In a technological society, social, political, economic, and religious identities all gradually fuse together until one ends up with just two basic antagonistic groups: “us” and “them.” We call this “partisanship” but it is really “sectarianism” because it is all-encompassing. What makes this so inescapable today is the ease by which any event can be labeled and incorporated into this binary system. And it occurs quite naturally. The mistake is to think there is some Wizard of Oz behind the scenes making this all happen. It is usually quite the opposite.

For those (like me) who pine for "the good ole' days" of comity and bipartisanship in our government and civil disagreements with others, we're living in a fantasy. That world is gone for good — probably. What must happen to be able to recognize and resist propaganda is a return to having faith in our abilities as humans.

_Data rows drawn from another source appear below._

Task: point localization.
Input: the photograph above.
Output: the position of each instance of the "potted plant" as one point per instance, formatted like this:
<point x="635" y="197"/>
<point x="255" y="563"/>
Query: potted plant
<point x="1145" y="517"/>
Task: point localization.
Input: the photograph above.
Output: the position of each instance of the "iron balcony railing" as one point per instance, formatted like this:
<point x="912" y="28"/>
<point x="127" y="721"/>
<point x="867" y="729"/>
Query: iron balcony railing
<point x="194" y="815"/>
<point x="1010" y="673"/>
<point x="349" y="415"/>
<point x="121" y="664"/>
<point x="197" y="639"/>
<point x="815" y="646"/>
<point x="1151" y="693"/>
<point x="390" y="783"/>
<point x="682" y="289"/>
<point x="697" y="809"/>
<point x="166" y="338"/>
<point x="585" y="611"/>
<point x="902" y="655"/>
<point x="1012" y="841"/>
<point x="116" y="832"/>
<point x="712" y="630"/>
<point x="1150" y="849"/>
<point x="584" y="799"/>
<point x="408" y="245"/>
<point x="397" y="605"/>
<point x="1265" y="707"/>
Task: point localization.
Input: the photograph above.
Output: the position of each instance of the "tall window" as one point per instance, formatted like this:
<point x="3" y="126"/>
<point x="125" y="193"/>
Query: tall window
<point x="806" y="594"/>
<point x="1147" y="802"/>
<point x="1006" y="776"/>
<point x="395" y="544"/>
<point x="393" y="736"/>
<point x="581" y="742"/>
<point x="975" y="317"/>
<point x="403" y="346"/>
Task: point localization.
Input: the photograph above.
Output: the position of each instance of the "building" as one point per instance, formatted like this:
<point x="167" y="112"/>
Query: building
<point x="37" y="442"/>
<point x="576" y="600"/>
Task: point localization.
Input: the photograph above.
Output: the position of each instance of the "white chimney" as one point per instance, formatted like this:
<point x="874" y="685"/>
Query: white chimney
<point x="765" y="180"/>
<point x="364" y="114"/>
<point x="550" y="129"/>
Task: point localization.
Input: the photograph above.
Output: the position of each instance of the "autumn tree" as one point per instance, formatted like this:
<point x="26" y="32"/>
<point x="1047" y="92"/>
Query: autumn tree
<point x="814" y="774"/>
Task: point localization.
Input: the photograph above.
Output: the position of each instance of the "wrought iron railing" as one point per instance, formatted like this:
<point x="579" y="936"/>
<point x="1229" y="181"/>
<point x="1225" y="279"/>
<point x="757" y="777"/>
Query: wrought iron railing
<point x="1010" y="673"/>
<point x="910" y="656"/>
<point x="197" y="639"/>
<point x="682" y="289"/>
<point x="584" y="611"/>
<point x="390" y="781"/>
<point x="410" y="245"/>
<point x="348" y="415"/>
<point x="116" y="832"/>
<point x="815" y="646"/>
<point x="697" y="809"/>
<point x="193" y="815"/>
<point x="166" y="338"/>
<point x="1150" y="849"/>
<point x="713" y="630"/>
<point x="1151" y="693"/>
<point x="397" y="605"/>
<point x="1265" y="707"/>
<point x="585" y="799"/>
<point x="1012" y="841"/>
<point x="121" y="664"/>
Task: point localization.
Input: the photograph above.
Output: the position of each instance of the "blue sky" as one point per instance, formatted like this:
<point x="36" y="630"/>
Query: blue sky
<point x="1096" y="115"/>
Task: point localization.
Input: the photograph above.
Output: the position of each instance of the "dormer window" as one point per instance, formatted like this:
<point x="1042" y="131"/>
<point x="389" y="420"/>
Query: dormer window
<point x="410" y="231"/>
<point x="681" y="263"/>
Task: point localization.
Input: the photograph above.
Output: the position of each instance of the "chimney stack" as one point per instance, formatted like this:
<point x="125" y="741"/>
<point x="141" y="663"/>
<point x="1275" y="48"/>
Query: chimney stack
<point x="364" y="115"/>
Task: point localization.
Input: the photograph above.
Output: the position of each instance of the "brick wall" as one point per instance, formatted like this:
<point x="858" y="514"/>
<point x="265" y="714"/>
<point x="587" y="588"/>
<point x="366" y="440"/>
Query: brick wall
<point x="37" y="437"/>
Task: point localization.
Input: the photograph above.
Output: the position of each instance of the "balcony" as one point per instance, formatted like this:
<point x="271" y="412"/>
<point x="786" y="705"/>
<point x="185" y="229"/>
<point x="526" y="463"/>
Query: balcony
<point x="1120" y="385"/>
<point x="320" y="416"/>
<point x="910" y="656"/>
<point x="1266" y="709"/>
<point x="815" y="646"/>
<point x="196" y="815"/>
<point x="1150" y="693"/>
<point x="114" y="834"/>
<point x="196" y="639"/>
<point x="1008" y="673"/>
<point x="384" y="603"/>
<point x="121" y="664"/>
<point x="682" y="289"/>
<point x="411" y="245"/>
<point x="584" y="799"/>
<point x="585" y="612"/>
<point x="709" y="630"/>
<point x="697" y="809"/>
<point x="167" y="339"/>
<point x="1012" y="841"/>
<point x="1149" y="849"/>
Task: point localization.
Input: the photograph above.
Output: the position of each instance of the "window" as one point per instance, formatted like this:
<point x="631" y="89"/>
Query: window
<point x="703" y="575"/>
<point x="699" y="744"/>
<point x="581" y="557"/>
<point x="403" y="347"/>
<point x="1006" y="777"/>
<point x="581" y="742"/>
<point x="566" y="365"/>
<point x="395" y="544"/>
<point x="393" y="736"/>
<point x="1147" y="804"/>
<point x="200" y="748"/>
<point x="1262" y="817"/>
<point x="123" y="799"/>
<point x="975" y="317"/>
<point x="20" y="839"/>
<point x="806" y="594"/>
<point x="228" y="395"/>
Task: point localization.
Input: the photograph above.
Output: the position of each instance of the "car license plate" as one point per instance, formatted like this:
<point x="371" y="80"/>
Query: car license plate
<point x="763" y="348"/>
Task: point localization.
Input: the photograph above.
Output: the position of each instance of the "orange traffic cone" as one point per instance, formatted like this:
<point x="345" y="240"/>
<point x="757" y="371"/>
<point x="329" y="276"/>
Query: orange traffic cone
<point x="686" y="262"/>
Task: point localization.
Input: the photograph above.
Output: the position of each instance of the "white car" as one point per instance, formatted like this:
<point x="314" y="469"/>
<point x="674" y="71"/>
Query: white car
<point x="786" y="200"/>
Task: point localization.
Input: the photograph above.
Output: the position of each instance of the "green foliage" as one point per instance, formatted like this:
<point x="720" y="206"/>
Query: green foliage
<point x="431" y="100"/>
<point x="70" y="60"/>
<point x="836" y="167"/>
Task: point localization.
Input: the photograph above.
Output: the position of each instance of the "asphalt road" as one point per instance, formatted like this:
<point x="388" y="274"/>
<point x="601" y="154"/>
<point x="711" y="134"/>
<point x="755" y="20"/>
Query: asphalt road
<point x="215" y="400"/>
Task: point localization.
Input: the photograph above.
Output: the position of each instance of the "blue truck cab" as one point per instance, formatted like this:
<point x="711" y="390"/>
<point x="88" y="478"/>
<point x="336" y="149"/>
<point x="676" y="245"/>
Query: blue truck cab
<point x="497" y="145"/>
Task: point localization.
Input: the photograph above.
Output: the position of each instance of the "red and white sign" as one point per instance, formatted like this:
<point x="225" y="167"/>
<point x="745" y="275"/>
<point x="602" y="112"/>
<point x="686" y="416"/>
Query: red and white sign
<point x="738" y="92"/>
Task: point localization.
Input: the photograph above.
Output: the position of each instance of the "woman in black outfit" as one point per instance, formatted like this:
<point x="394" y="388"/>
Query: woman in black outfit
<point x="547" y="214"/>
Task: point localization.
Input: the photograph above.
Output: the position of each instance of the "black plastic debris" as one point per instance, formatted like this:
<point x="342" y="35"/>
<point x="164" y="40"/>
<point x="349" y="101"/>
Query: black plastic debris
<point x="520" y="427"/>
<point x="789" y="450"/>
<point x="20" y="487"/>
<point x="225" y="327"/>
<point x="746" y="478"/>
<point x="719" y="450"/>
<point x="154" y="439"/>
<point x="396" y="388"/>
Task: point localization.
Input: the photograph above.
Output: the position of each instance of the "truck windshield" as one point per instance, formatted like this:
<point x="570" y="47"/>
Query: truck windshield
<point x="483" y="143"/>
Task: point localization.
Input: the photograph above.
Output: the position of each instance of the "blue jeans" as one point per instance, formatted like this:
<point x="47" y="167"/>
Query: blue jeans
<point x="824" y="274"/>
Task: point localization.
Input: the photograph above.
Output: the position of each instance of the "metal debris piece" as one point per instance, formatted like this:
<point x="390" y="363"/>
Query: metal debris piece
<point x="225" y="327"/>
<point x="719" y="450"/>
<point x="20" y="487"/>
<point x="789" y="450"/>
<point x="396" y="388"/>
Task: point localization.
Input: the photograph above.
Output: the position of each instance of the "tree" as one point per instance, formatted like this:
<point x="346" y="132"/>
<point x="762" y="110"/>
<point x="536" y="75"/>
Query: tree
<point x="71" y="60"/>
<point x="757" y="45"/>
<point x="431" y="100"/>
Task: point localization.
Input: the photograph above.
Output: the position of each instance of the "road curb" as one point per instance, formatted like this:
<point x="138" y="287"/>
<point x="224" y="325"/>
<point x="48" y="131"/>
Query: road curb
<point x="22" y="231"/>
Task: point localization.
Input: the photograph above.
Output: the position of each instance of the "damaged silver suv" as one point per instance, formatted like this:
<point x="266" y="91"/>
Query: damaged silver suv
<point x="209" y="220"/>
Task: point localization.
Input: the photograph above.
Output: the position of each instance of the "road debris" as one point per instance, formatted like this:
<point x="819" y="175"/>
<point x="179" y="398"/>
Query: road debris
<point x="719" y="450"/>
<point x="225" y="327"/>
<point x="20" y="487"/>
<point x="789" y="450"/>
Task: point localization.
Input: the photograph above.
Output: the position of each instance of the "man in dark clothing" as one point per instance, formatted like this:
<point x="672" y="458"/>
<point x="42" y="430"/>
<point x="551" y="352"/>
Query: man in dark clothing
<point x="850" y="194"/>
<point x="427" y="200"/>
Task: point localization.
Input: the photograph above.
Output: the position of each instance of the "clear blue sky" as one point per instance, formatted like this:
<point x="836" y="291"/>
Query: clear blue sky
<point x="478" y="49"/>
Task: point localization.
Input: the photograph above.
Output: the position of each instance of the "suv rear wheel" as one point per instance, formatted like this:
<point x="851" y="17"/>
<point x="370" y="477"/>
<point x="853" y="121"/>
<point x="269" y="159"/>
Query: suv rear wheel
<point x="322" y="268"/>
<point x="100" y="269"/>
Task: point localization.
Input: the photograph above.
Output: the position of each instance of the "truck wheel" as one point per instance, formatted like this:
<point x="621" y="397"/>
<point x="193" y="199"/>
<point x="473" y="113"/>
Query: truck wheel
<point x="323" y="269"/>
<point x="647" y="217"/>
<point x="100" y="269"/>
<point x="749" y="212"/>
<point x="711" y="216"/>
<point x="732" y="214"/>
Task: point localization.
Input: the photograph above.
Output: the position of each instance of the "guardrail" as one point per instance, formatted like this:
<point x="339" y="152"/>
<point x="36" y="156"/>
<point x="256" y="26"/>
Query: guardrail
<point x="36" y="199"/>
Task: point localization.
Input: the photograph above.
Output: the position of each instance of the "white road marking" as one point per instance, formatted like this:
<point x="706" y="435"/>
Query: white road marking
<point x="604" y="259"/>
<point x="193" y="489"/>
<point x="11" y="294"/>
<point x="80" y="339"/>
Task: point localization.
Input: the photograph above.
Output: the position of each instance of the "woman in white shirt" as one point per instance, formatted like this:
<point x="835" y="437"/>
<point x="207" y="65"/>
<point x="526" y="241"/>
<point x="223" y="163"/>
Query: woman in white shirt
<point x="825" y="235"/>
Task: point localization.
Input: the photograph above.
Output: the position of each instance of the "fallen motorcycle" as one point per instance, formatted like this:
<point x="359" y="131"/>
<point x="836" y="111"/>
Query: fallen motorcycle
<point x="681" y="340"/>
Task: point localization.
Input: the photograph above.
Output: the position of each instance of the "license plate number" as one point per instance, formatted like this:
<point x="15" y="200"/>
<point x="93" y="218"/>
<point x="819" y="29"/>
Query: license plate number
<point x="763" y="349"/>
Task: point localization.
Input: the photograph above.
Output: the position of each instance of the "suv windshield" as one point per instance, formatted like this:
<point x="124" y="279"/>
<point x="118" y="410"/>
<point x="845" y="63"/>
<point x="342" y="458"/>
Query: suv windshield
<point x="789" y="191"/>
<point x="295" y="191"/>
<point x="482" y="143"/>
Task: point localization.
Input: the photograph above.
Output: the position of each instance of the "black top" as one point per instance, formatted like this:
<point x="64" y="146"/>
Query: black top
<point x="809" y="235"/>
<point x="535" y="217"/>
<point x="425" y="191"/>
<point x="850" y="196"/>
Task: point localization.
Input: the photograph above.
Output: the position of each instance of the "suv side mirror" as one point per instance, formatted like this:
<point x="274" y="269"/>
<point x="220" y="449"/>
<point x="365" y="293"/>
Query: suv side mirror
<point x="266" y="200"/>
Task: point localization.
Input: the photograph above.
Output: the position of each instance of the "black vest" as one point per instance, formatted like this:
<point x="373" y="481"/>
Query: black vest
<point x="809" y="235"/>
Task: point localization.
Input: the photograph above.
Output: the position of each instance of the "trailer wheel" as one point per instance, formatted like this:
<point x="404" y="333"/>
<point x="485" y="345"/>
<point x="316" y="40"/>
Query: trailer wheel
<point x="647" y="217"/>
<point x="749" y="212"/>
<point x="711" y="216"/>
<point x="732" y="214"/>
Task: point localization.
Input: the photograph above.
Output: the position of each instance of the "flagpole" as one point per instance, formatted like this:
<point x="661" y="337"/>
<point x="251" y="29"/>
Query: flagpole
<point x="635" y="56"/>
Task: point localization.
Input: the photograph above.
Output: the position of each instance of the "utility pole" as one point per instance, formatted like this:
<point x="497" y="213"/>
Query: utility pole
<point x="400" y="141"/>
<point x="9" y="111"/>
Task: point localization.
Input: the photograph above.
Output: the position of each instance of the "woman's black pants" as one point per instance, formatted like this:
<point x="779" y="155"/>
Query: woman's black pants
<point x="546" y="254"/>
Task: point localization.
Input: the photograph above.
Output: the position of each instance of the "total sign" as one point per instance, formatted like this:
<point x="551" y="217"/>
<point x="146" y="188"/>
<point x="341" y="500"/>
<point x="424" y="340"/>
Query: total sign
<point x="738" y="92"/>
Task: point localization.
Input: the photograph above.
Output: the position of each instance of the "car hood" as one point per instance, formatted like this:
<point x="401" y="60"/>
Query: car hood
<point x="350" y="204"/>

And the only hope that the answer we get from the propaganda of the future will be better than the answers we are given now is that very ancient faith that human beings do have an instinct for the truth, however long it might take to be realized. If we do not believe that people can learn from experience and have some sense of justice, then fascism is not something we pass through. Fascism becomes the culmination of human history and the end of civilization itself. I don’t believe this is the case.

I like to think that propaganda on the right helps empower people while propaganda on the left does not. I'm not including corporate propaganda because that's a separate issue. 

Regardless, they're all modes of influence that have become ubiquitous in the 21st century. Whether we can overcome the constant bombardment of propaganda and challenges to our ideas of truth and facts is an open question.